I like his work a lot though. The novels of his that I’ve read BUtterfield 8 and Appointment in Samarra have been marred, to my eyes, by an insistence upon the dramatic. Appointment in Samarra involves a half-baked gangster subplot and BUtterfield 8 ends in a nonsensical suicide. Both books are best when they dwell on the simple minutiae of their characters’ lives and desires.

His short stories, in contrast, especially in the volume I read (The New York Stories) don’t have this defect at all. They almost never outstay their welcome. Nor do they do this modern thing of hitting the ending too hard. They slip out quietly at the end, trusting to the narrative to do the work. I’m thinking, for instance, of the janitor who wins an office pool, fifteen dollars, and instead of taking it home to his wife, uses it to buy baseball tickets for himself and his son. It’s a quiet story that focuses on very simple and human dramas: it’s a story that elevates an ordinary day in an ordinary life.

Many of his stories feature female protagonists, and most of them were quite good, but seeing all of his female protagonists lined up end to end was a little exhausting. They were universally either beautiful women or fading beauties, coasting on the past. Too many of them were actresses or singers. In aggregate, the stories felt a little bit too much focused on the effect these women had upon men.

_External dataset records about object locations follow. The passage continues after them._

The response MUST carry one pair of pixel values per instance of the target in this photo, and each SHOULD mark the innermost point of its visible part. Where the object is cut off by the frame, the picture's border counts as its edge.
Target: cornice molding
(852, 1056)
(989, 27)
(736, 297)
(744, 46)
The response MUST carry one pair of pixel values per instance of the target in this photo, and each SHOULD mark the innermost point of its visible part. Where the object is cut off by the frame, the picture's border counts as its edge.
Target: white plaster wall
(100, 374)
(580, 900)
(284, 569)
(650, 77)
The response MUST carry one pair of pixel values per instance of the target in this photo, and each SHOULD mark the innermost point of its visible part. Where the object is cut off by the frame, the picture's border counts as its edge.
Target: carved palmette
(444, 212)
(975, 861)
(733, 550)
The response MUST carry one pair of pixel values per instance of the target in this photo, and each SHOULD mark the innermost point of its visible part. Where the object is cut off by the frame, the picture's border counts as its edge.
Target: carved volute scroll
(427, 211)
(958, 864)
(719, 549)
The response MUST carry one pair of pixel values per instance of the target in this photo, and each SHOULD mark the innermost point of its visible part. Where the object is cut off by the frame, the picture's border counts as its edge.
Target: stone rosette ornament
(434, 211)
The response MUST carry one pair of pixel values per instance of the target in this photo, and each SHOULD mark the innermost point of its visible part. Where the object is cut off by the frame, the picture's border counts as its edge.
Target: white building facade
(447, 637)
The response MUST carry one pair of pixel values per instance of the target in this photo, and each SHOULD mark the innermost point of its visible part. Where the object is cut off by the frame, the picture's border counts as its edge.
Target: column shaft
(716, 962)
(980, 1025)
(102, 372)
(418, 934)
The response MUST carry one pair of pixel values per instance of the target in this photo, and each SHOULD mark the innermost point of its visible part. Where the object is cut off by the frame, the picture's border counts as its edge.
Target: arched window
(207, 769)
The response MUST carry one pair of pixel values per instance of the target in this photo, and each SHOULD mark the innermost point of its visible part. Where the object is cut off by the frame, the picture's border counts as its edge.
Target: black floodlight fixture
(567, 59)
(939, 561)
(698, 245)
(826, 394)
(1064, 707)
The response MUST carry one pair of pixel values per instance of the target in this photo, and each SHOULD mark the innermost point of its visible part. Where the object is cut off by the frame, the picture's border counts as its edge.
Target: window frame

Oh, but I forgot to mention the most interesting thing about the collection. I listened to it on audible, and the audiobook has an incredible cast! The stories are narrated by a diverse set of film and TV actors. About a third seemed to be voiced by Dylan Baker, a character actor with a slimy drawl that is perfect for these stories. Jon Hamm makes a surprise appearance as the narrator of one story. And I particularly liked Gretchen Mol, who narrates many of the female parts.

This is going to sound middlebrow, but I have a preference for celebrity narrators (over work-a-day voiceover artists), and it’s because I find they tend to give the performance a little more personality. The problem with professional audiobook narrators is that in their career they need to voice alot of books, so they can’t be too distinctive. You can’t think, every time you listen to a Grover Gardner book, “Oh, here’s Grover Gardner again.” But that means their narration tends to be quite workmanlike and efficient (They do tend to be a lot better than the stars at doing all the disparate voices in piece however). Whereas TV and film actors are only going to do 4-5 audiobooks, so they’re free to be themselves. Thus, if you listen to Jeremy Irons narrating Brideshead Revisited you are definitely gonna be listening to a voice that’s unmistakably Jeremy Irons. But that’s fine, because Jeremy Irons is great!